Tal vez sea esta imposibilidad de cantar que se hace canto, la misma cadena de paradojas, distancias, acercamientos y negaciones que gobiernan la trama de nuestra situación actual y de nuestras escrituras contemporáneas. Un museo puede funcionar a veces como un pequeño país. Cuando hablamos de gestión cultural hablamos de valores inmateriales, del cuidado que requiere la obra de arte: una entidad que atesora la reverberación del vínculo entre los hombres y de allí su importancia en las secuencias sociales, en los sucesos, en los acontecimientos que esos hombres construyen entre sí. Tal vez nunca me hubiera dedicado a la crítica de arte y no estuviera hoy haciendo crítica de la crítica en esta deliberación, si el ejercicio de la institución museo donde me formaba a comienzos del siglo XXI no hubiera dado ese giro. Han pasado casi veinte años y la mayoría de mis colegas –algunos activos en esta cartografía, otros ausentes, pues ya no viven en el país– la mayoría de nosotros repito, hubiéramos estado destinados a gerenciar, dirigir o llevar adelante a esas instituciones, luego del correcto crecimiento profesional dentro de ellas. De esta manera el museo se ha convertido en nuestra Ítaca, y nuestros recorridos foráneos o locales, curatoriales o críticos, íntimos o públicos se han vuelto un ejercicio de navegación dentro de las artes visuales donde como diría Hölderlin la imposibilidad de obrar se ha hecho obra, donde lo humano se hace y “es” gracias, precisamente, a la imposibilidad de hacer y de ser.

Es por ello que quisiera cerrar esta ponencia con la última frase de ese poema de C.P. Cavafy con el que inicié la navegación por las estaciones de esta larga bitácora, autor que desde una mirada muy contemporánea sobre la figura de Ulises, la Odisea y el regreso a Ítaca, revela que el sentido último del viaje no es otra cosa más que el viaje mismo:

“Ítaca te ha dado el bello viaje.

Sin ella no habrías emprendido el camino.

No tiene otras cosas que darte ya.

Y si la encuentras pobre, Ítaca no te ha engañado.

Sabio como te has vuelto, con tantas experiencias,

habrás comprendido lo que significan las Ítacas”.

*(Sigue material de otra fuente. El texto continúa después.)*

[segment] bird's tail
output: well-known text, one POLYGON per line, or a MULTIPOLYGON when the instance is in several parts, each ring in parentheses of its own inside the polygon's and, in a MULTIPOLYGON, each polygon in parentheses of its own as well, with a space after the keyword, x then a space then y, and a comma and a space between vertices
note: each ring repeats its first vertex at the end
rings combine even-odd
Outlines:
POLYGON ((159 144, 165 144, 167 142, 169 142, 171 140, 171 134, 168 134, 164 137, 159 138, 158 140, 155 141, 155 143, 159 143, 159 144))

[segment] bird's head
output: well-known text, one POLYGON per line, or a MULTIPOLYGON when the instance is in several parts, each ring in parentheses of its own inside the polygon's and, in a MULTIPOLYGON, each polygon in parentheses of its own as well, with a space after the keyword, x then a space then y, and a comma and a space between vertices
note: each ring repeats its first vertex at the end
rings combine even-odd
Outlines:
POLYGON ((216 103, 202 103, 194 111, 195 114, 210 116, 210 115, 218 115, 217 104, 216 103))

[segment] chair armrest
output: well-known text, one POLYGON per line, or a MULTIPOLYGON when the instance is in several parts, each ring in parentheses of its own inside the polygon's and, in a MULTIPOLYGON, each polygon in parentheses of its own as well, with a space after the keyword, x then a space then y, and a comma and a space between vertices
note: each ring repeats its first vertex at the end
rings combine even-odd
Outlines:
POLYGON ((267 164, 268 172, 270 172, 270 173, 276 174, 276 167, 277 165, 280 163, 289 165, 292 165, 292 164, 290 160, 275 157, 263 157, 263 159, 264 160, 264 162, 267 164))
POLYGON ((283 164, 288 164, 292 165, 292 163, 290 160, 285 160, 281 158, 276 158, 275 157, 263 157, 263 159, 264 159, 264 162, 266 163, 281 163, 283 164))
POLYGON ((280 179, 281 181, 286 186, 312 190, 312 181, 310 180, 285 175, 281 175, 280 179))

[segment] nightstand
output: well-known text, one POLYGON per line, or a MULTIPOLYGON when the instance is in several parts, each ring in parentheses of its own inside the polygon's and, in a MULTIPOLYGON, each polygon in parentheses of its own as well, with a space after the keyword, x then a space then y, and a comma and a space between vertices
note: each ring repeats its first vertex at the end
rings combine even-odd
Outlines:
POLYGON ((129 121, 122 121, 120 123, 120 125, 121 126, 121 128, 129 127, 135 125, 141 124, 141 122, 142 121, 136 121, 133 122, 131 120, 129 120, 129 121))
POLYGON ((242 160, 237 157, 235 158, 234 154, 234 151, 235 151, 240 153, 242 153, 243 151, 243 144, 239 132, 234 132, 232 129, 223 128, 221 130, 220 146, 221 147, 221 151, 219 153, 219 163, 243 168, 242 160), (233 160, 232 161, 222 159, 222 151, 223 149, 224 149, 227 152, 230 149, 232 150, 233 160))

Ojalá que en el curso de nuestros oficios, de nuestras profesiones, de nuestros contextos particulares y de nuestras necesidades, siempre al borde del abismo, de hacer y de ser “oficiantes de las artes visuales” en este país, podamos recibir la vicisitud, la imposibilidad y el impedimento como ese intento por establecer que se trastoca en viaje, en desplazamiento, en recorrido hacia un punto indefinido; y que podamos –a veces con rabia o con alegría, a veces impacientes, con dolor, a veces apasionados o abatidos– entrar en ese movimiento imprevisible, en esa acción no acción que se vuelve impulso: deseo por delinear un relato, por marcar una palabra, una obra, un texto que es y será siempre movimiento hacia un final recóndito, encuentro nunca concluido, espera siempre renovada que nos lleva, nos atrae y nos invita; relato poderoso que desde sus vacíos y contradicciones nos embarca, como diría Blanchot, hacia la travesía –venturosa o desventurada– de su propia realización.